Gard Club has published an alert to warn masters and crews operating along the US/Canadian East Coast to maintain a good lookout for North Atlantic right whales and follow the speed restrictions in force at any given time.

The North Atlantic right whale is one of the most endangered whale species on the planet. The North Atlantic right whale is nearly entirely distributed along the East Coasts of Canada and the United States. Because its habitat and migration paths are close to large ports and frequently coincide with shipping lanes, the whales are vulnerable to collisions with vessels.

All marine life should be protected and especially endangered species. Luckily, shipping has been employing encouraging initiatives in line with UN sustainability goals number 14, regarding the protection of marine environment and life. For instance, twenty three shipping companies participated in Protecting Blue Whales & Blue Skies vessel speed reduction program in 2022, contributing to cleaner air, safer whales, and a quieter ocean.

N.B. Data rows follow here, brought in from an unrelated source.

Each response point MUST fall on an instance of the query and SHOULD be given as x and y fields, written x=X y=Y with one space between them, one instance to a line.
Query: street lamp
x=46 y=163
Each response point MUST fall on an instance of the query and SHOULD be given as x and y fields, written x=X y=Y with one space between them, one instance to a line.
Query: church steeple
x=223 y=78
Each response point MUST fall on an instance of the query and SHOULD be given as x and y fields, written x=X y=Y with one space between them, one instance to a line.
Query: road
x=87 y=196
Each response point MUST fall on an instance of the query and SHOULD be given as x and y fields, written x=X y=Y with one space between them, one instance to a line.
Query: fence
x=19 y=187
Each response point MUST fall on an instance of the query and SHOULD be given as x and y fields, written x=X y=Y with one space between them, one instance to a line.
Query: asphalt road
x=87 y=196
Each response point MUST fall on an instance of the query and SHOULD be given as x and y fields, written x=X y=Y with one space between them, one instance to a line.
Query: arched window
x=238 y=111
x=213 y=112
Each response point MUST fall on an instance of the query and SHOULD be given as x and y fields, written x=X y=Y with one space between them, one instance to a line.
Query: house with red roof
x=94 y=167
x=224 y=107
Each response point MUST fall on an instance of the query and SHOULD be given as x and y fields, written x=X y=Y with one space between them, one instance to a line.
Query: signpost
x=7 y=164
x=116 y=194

Members and clients with vessels trading along the US East Coast and in Canada’s Gulf of St. Lawrence are advised by Gard to:

  • Make sure crews receive basic training in the precautionary measures to be taken when operating in areas where right whales are known to be present, including identification and reporting.
  • Check for active speed reduction zones.
  • Encourage Masters to reduce the vessel’s speed to 10 knots or less while transiting areas with voluntary speed restrictions (DMAs), or alternatively route around the area, and to post lookouts that are familiar with spotting right whales.
  • Review, and update as necessary, vessels’ procedures for pre-arrival reporting to make sure they are in line with the provisions of the US Right Whale Mandatory Ship Reporting System.
  • Collect information about right whale sightings from all available sources.
  • Instruct crews not to intentionally approach within 500 yards (460 m) of a North Atlantic right whale as this is a violation of US federal law. Other vessels in the area should be alerted when a right whale is sighted.

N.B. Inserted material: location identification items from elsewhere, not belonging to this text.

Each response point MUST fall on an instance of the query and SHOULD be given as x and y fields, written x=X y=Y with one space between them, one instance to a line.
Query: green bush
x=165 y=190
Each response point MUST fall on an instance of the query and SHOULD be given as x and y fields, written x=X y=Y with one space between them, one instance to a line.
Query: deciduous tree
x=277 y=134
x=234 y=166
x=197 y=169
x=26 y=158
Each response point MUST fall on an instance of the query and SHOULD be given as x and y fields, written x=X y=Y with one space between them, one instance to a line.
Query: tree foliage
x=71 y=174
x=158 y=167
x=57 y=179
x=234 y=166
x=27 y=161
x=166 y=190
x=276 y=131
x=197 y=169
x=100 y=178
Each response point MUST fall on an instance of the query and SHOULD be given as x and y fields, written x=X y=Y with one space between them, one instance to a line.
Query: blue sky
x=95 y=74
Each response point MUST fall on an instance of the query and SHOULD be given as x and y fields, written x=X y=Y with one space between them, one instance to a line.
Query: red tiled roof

Violations of the mandatory North Atlantic right whale speed restrictions can lead to civil administrative penalties being issued against the vessel.

Canadian requirements 

Transport Canada (TC) has now announced the vessel traffic management measures that will be enforced in the Gulf of St. Lawrence during the 2023 whale season, which this year extends from 19 April to 15 November. The following restrictions apply to all vessels more than 13 m in overall length (OAL):

  • In the Northern and Southern Static Zones, a fixed mandatory speed restriction of maximum 10 knots is in force during the entire whale season.
  • In the Dynamic Shipping Zones A to E, a temporary mandatory speed restriction of maximum 10 knots will enter into force when a right whale is spotted near or in the shipping lanes.
  • In the Seasonal Management Areas north and south of the Dynamic Shipping Zone E,  a fixed mandatory speed restriction of maximum 10 knots is in force from 19 April to 27 June. From 28 June to 15 November.
  • Restricted Area near the Shediac Valley: during the summer months, vessels more than 13 m in OAL are prohibited from entering the restricted area unless they are on the list of exempted vessels.
  • Voluntary Seasonal Slowdown Zone: In and out of the Gulf of St. Lawrence, a voluntary speed restriction of maximum 10 knots is force in this zone during the periods 19 April to 27 June and 27 September to 15 November.
  • Operators of vessels of 300 gross tonnage or more of the Roseway Basin’s Area to be Avoided, which will be in force from 1 June to 31 December 2023.

US requirements

  • Mandatory ship reporting: Ships of 300 gross tons and above must report to a shore-based station when entering two key right whale habitats: one in the northeast off the coast of Massachusetts and Cape Cod (year-round reporting required) and one in the southeast off the coast of Georgia and Florida (reporting required between 15 November and 16 April).
  • Fixed speed restriction zones: All vessels 65 feet (19.8 m) in OAL or more must travel at 10 knots or less in certain locations, referred to as seasonal management areas (SMAs), along the US East Coast at certain times of the year.
  • Temporary speed reduction zones: Voluntary 10 knot speed restriction zones, referred to as dynamic management areas (DMAs) and slow zones, may be established at short notice when right whales are detected visually or acoustically.
  • Voluntary seasonal ‘Area To Be Avoided’ (ATBA): An ATBA has been established in the Great South Channel and ships of 300 gross tons and above are recommended to avoid the ATBA from 1 April 1 to July 31 when right whales face their highest risk of vessel strikes in this area.
  • Recommended shipping lanes: Recommended shipping lanes have been established within Cape Cod Bay (January through May) and in right whale nursery areas off Georgia and Florida (November through April).